Glen A. Fiebig, Reddish, Fiebig & Curtiss, Alliance, for appellee.

Heard before WHITE, C. J., and SPENCER, BOSLAUGH, SMITH, McCOWN, NEWTON, and CLINTON, JJ.

SPENCER, Justice.

Ruth A. Hoffmann, the defendant, was granted an uncontested divorce from the plaintiff, Thomas V. Hoffmann, as well as the custody of their three minor children. No appeal is being taken on this portion of the decree. In a separate hearing the district court determined the issues of alimony, child support, and division of property. The appeal herein involves only one question: The size of the alimony award. We affirm.

The factors to be considered by this court in the determination of the excessiveness or sufficiency of an alimony award are well established. See Strasser *374 v. Strasser (1950), 153 Neb. 288, 44 N.W.2d 508.

The trial court ordered plaintiff to pay $210 per month child support and alimony in the amount of $70,750 in 10 equal annual installments of $7,075 each. The alimony installments were to be secured by plaintiff's written bond for $70,750, secured by a pledge of 115 shares of stock in the Hoffmann Cattle Company. The court further awarded the defendant the family car and various other items of personal property; ordered the plaintiff to pay certain of defendant's debts, in the amount of $2,707.35; the defendant's legal fees, and all costs of the action.

The parties were married in September 1958, and are both in their early thirties. There is evidence in the record that the defendant does have some health problems, and during the marriage incurred substantial medical bills. In 1969, she underwent ovary surgery and is now required to take hormone shots, and will do so for the remainder of her life. Her drug bills are and will continue to be substantial. The plaintiff has a degree in animal husbandry from the University of Nebraska. The defendant completed 1 year of college. At the beginning of their marriage they lived together on various military bases until the plaintiff was discharged from the Army in November 1960. They then moved to a ranch owned by plaintiff's parents in Cherry County, Nebraska.

When the parties separated in 1967, the defendant moved to Alliance, Nebraska; set up a separate home for herself and her children; and attempted to support herself on a monthly temporary alimony award of $225. They lived in a house owned by her father and some other relatives.
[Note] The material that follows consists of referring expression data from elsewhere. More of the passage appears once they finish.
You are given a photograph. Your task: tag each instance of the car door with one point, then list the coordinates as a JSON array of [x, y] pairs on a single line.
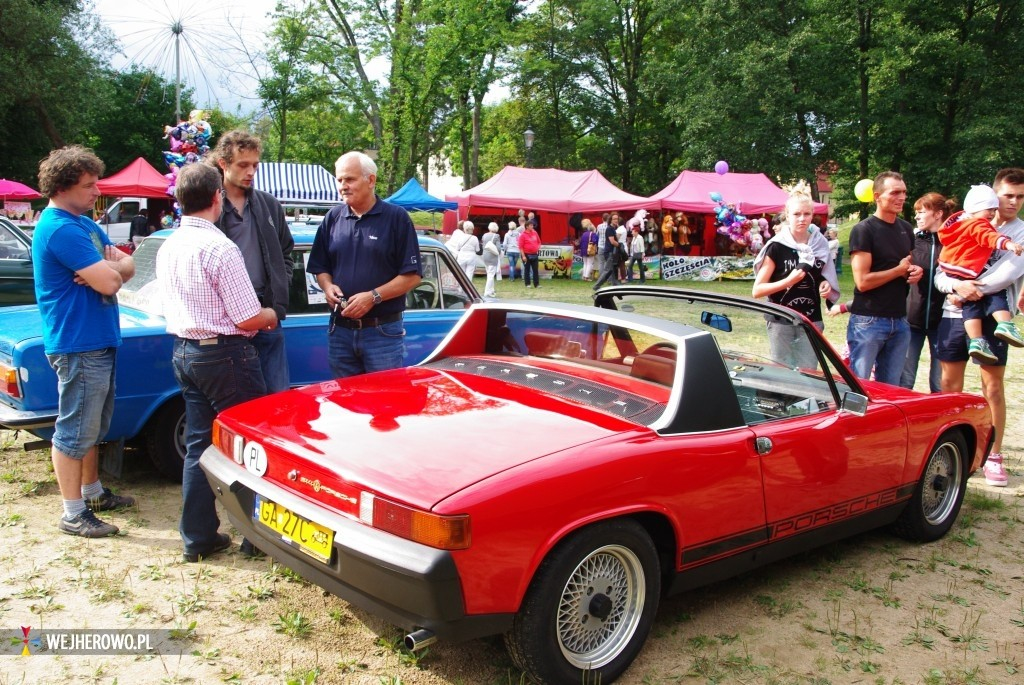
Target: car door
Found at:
[[820, 465]]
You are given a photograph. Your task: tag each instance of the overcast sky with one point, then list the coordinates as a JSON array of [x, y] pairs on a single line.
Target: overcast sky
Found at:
[[211, 59]]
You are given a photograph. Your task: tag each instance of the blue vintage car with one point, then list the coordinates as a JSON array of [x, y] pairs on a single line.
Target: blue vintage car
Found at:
[[147, 405]]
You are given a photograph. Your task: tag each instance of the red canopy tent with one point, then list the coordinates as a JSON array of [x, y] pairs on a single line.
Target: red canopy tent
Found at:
[[15, 190], [553, 194], [138, 179], [752, 194]]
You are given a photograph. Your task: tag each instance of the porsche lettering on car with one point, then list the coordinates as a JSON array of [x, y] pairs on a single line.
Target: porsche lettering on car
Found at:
[[552, 471]]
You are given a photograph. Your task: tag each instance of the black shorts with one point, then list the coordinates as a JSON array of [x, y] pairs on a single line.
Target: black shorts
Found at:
[[952, 341]]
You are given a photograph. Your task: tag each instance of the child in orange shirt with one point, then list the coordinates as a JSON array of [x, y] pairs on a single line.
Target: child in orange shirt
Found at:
[[968, 241]]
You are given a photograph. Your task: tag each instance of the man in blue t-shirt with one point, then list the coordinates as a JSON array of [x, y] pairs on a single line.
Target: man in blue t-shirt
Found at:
[[366, 257], [78, 273], [881, 259]]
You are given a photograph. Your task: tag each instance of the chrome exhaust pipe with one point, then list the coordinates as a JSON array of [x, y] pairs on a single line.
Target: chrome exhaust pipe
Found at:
[[420, 639]]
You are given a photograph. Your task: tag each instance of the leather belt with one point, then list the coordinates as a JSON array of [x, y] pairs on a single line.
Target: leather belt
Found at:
[[216, 340], [367, 322]]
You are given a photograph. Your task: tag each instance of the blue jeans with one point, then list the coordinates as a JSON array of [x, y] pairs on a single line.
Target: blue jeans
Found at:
[[636, 259], [354, 351], [608, 272], [272, 358], [880, 343], [85, 398], [918, 337], [212, 379], [513, 262], [531, 263]]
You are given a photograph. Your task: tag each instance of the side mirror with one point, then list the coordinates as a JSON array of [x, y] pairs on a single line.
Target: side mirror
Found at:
[[717, 322], [855, 403]]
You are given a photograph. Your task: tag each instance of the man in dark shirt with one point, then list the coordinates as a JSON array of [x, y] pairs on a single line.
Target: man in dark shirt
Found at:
[[880, 257], [139, 226], [366, 257], [609, 267], [255, 221]]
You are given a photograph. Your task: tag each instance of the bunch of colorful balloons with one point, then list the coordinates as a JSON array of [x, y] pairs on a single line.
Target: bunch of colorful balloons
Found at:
[[189, 143], [729, 221]]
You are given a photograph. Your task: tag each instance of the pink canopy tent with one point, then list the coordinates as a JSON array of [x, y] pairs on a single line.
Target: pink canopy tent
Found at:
[[138, 179], [553, 194], [15, 190], [752, 194]]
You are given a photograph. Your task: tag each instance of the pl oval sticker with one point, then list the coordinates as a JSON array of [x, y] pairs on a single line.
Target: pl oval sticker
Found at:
[[254, 458]]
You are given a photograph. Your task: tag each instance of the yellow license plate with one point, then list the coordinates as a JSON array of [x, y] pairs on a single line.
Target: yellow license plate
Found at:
[[309, 538]]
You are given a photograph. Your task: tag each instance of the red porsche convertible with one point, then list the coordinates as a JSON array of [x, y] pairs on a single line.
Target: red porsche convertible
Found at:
[[551, 471]]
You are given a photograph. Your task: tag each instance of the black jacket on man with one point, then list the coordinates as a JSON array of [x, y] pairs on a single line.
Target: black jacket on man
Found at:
[[924, 303], [275, 243]]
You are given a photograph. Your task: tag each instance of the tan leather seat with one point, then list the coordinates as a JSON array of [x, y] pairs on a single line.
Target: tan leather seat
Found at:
[[541, 343], [653, 368]]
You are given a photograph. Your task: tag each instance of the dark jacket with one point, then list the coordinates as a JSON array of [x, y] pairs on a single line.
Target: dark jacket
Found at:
[[275, 243], [924, 303]]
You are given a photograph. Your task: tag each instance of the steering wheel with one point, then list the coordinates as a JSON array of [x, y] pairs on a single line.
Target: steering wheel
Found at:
[[665, 349], [424, 296]]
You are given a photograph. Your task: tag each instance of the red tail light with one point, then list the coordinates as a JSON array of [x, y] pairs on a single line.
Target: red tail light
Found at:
[[8, 381]]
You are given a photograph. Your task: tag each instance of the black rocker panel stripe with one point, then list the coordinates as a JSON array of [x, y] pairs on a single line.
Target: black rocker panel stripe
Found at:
[[805, 522]]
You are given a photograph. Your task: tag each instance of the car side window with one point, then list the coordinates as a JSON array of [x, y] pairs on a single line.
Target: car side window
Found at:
[[304, 296], [439, 289], [10, 247]]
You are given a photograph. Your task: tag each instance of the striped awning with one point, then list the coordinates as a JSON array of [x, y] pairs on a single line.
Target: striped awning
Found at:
[[302, 184]]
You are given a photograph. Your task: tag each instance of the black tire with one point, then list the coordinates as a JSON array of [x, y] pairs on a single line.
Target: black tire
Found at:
[[590, 606], [165, 439], [939, 494]]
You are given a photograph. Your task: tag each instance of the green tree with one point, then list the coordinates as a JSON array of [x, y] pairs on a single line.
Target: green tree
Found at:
[[49, 66], [131, 110], [286, 84]]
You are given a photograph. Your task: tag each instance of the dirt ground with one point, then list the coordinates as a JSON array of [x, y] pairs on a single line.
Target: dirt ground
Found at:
[[871, 609]]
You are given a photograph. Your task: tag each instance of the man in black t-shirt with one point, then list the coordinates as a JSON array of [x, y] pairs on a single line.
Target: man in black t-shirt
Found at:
[[138, 228], [880, 256]]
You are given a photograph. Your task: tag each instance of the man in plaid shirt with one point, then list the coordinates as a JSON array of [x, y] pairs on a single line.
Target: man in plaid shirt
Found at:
[[212, 310]]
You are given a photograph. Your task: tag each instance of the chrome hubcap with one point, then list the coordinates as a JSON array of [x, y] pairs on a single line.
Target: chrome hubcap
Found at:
[[600, 607]]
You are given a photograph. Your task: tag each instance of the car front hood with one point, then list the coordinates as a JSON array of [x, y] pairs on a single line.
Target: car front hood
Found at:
[[19, 323], [25, 323], [417, 434]]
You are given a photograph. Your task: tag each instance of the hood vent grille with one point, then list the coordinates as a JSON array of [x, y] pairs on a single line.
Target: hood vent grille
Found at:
[[623, 404]]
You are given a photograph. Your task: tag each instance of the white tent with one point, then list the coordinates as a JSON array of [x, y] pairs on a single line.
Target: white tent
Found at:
[[297, 184]]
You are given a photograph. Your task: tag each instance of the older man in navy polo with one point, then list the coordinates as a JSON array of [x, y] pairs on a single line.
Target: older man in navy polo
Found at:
[[365, 257]]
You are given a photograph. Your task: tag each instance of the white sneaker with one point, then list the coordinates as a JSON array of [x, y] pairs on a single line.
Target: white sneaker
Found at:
[[994, 473]]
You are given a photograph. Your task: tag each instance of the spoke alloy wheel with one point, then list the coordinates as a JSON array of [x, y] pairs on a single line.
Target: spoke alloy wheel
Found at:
[[600, 606], [941, 483]]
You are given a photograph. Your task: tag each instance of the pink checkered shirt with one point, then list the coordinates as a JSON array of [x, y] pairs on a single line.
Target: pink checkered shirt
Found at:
[[206, 287]]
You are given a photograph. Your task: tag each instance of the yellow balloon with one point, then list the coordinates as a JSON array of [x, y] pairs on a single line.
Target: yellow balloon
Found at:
[[864, 189]]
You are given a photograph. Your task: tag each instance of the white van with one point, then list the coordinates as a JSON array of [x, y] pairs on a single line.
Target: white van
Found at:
[[117, 219]]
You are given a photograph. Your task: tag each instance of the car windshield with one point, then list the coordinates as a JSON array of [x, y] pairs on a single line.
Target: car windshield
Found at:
[[768, 381], [142, 292]]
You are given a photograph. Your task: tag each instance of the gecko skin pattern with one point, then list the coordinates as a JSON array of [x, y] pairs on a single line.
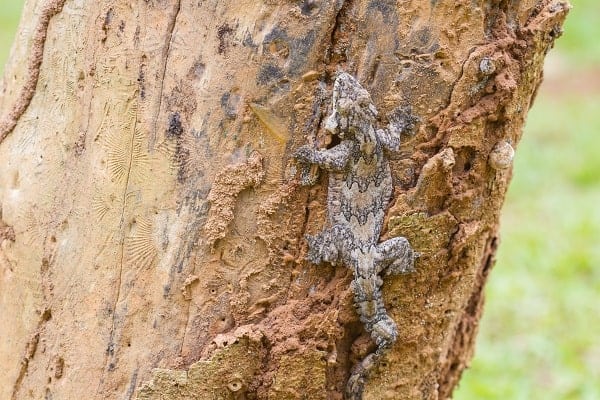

A rental arrangement was made, but the defendant testified that she was unable to pay any rent. Since 1967, the record indicates that defendant has attempted to supplement her income by taking odd jobs, such as ironing, caring for an elderly woman, giving music lessons, and acting as a census numerator. The usual difficulties of attempting to fit responsible employment into the necessities and requirements of motherhood appear in this record. Her income from these jobs was of such limited amounts as to be of little significance in the determination of the issues in this case.

The record shows that defendant quit college in order to marry, and, after occupying herself as a housewife and mother for the intervening years, is now in the unenviable position of having to support herself and her three growing children while being qualified only for menial or low-paying jobs. She has enrolled in Chadron State College in order to improve her earning ability. She has joined in a car pool with other local women for the purpose of commuting. Under present conditions, she can complete her education and acquire a teaching certificate in 5 years. She appears to be an energetic and capable woman and, health permitting, has worked out a practical solution to her financial problem in attempting to train herself for suitable employment. If she can secure the necessary means to accomplish this purpose, she will be restored to the roll of a self-supporting and productive member of society, besides being able to adequately care for and raise her children. It appears without dispute that in absence of an adequate alimony award, she will be unable to execute this laudable plan because it will be impossible for her to secure the funds for its achievement.

The plaintiff is employed by the Hoffmann Cattle Company and draws an annual salary of $4,800 per year. The corporation also furnishes him a trailer home on the ranch; pays for health insurance for himself and family; furnishes him meat; and pays $25 monthly to an investment company for him. His income from the corporation in the 4 years preceding 1970, averaged $6,463. His assets, other than his stock in the Hoffmann Cattle Company, total $4,420.27. The Hoffmann Cattle Company is a subchapter "S" corporation, owned entirely by the Hoffmann family. It *375 was originally organized by the plaintiff's father. It is a 13,280-acre ranch in Cherry County, Nebraska. The assets of the corporation, including real estate, livestock, machinery, and cash, are presently worth $870,010.23. The court arrived at the book value of plaintiff's corporate stock by taking current values on the day of the trial, which values were stipulated by the parties. At the present time, of 1,400 shares of outstanding stock, the plaintiff owns 450 shares. His brother owns an identical number, and his father retains 500 shares. The difficult aspect of this case, and the one stressed at length by plaintiff, is the problem created by the corporate ownership of the ranch property and the fact plaintiff is a minority stockholder. Plaintiff's stock interest as of the date of the trial had a book value of $279,643.50.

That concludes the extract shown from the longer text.